Progress has been slow lately, due to the difficulty of tracing the apps in how they use the models, and also my lack of free android hardware to run tests on. However, this may become completely irrelevant in the near future!
It seems Google is building speech recognition into Chromium, to bring a feature called Live Caption to the browser. To transcribe videos playing in the browser a new API is slowly being introduced: SODA. There is already a lot of code in the chromium project related to this, and it seems that it might be introduced this summer or even sooner. A nice overview of the code already in the codebase can be seen in the commit renaming SODA to speech recognition.
What is especially interesting is that it seems it will be using the same language packs and RNNT models as the Recorder and GBoard apks, since I recently found the following model zip:
It is from a link found in the latest GBoard app, but it clearly indicates that the model will be served via the soda API. It is still speculative though, but it seems only logical (to me at least) that the functionality in Chromium will be based on the same models. There is also this code:
which indicates that soda will come as a library, and reads the same dictation configs as the android apps do.
Since Chromium is open source, it will help enormously in figuring out how to talk to the models. This opens up a third way of getting them incorporated into my own projects:
1) import the tflite files directly in tensorflow (difficult to figure out how, especially the input audio and the beam search at the end)
2) create a java app for android and have the native library import the model for us (greatly limits the platform where it can run on, also requires android hardware which i don't have free atm)

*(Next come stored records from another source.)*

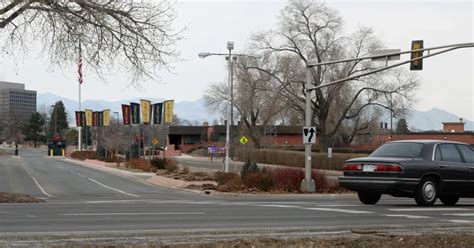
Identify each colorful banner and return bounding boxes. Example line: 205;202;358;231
130;102;140;124
92;111;99;127
75;111;85;127
98;111;104;127
153;103;163;124
103;109;110;127
122;104;131;125
164;100;174;124
85;109;92;127
140;99;151;125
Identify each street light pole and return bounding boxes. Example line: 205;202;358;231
301;67;316;192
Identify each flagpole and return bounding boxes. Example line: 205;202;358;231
78;42;82;151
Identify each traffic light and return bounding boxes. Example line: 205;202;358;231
410;40;424;70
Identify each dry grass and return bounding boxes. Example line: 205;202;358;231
0;192;45;203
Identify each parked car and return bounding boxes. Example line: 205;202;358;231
338;140;474;206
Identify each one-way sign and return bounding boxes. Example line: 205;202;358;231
303;126;316;144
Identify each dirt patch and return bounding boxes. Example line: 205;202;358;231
47;233;474;247
0;150;13;155
0;192;45;203
162;234;474;248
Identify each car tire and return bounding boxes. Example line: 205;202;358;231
439;195;459;206
414;177;438;206
357;191;381;205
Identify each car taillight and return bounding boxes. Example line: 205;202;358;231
374;164;403;172
343;164;362;171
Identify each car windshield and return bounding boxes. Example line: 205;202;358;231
370;142;425;158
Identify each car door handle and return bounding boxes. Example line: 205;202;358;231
439;165;447;168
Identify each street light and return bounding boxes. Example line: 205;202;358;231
198;42;258;172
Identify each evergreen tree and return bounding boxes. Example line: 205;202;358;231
396;118;410;134
48;101;69;137
23;112;46;148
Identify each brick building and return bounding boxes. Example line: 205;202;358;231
354;121;473;151
167;124;308;154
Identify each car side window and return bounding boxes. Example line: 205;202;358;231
457;145;474;163
434;146;442;161
438;144;463;163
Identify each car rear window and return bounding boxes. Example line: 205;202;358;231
370;142;424;158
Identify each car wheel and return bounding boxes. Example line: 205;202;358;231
357;191;381;205
414;177;438;206
439;195;459;206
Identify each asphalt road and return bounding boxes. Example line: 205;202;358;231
1;148;474;245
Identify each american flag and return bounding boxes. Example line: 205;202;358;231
78;51;83;85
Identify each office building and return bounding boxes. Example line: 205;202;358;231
0;81;37;124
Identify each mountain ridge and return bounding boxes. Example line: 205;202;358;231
37;93;473;131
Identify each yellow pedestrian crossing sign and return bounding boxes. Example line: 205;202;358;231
239;136;249;145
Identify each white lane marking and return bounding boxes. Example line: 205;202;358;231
85;200;150;204
317;204;361;207
58;212;205;216
303;207;373;214
258;204;298;208
255;204;373;214
17;157;52;197
389;208;471;212
87;178;140;198
442;213;474;217
446;220;474;223
385;214;431;219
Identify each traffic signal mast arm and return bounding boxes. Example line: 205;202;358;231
306;42;474;91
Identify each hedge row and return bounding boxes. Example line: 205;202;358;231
235;148;368;171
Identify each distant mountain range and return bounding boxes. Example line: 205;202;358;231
37;93;473;131
37;93;219;125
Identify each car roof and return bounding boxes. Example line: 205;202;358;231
389;139;467;145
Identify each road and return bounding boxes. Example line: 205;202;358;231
1;148;474;245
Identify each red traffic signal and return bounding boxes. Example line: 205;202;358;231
410;40;424;70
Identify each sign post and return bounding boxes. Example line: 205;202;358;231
301;68;316;192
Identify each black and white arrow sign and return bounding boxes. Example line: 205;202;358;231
303;126;316;144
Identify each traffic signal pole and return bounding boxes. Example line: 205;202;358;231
301;42;473;192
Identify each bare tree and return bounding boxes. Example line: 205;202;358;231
0;0;182;83
249;0;418;150
204;55;289;147
103;121;129;158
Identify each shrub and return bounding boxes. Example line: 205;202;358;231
235;148;367;171
214;172;245;192
150;158;167;170
215;172;239;186
127;159;151;172
181;166;190;174
165;159;178;172
241;162;259;178
269;168;305;192
242;170;274;191
70;151;96;160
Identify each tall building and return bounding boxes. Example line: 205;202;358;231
0;81;37;124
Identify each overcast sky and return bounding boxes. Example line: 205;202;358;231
0;0;472;120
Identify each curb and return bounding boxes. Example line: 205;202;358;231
63;158;354;199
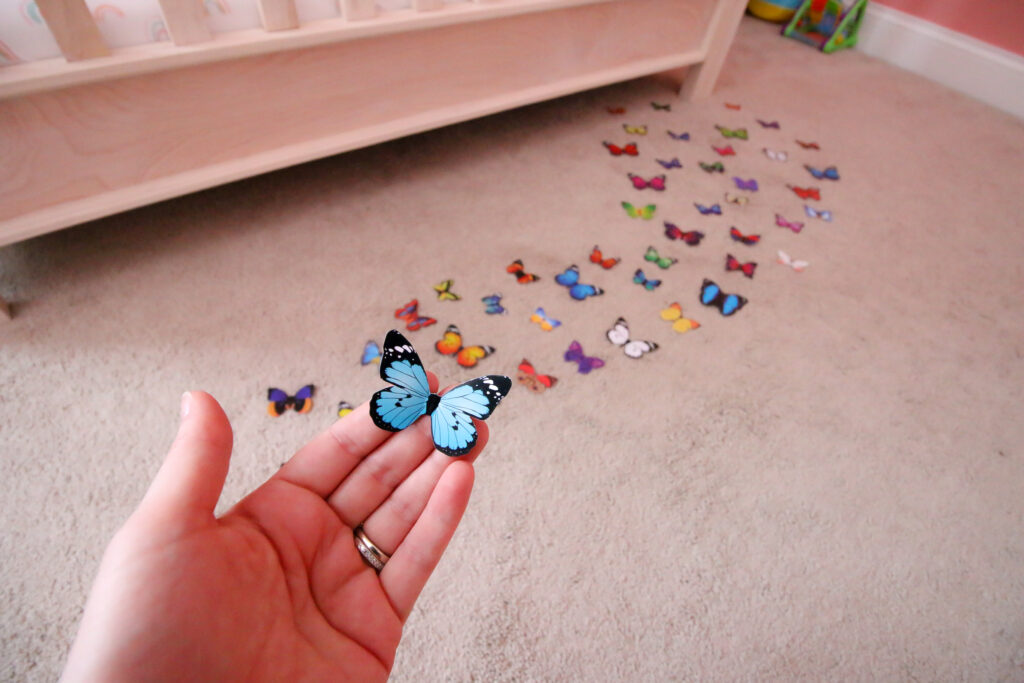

3) Follow the code in Chromium, as it will likely use the same models
I actually came up with a straightforward 4th option as well recently, and can't believe I did not think of that earlier:
4) Patch GBoard so it also enables "Faster voice typing" on non-Pixel devices. Then build a simple app with a single text field that sends everything typed (by gboard voice typing) to something like MQTT or whatever your use case might be.
I'll keep a close eye on the Live Transcribe feature of Chromium, because I think that that is the most promising path at the moment, and keep my fingers crossed it will show how to use those models in my own code. In the mean time I found a couple more RNNT models for the GBoard app, one of which was called "small" and was only 12MB in size:
Very curious how that one performs!
UPDATE june 8:
The following commit just went into the chromium project, stating:
This CL adds a speech recognition client that will be used by the Live Caption feature. This is a temporary implementation using the Open Speech API that will allow testing and experimentation of the Live Caption feature while the Speech On-Device API (SODA) is under development. Once SODA development is completed, the Cloud client will be replaced by the SodaClient.
So I guess the SODA implementation is taking a bit longer than expected, and an online recognizer will be used initially when the Live Caption feature launches. On the upside, this temporary code should already enable me to write some boilerplate stuff to interface with the recognizer, so when SODA lands I can hit the ground running.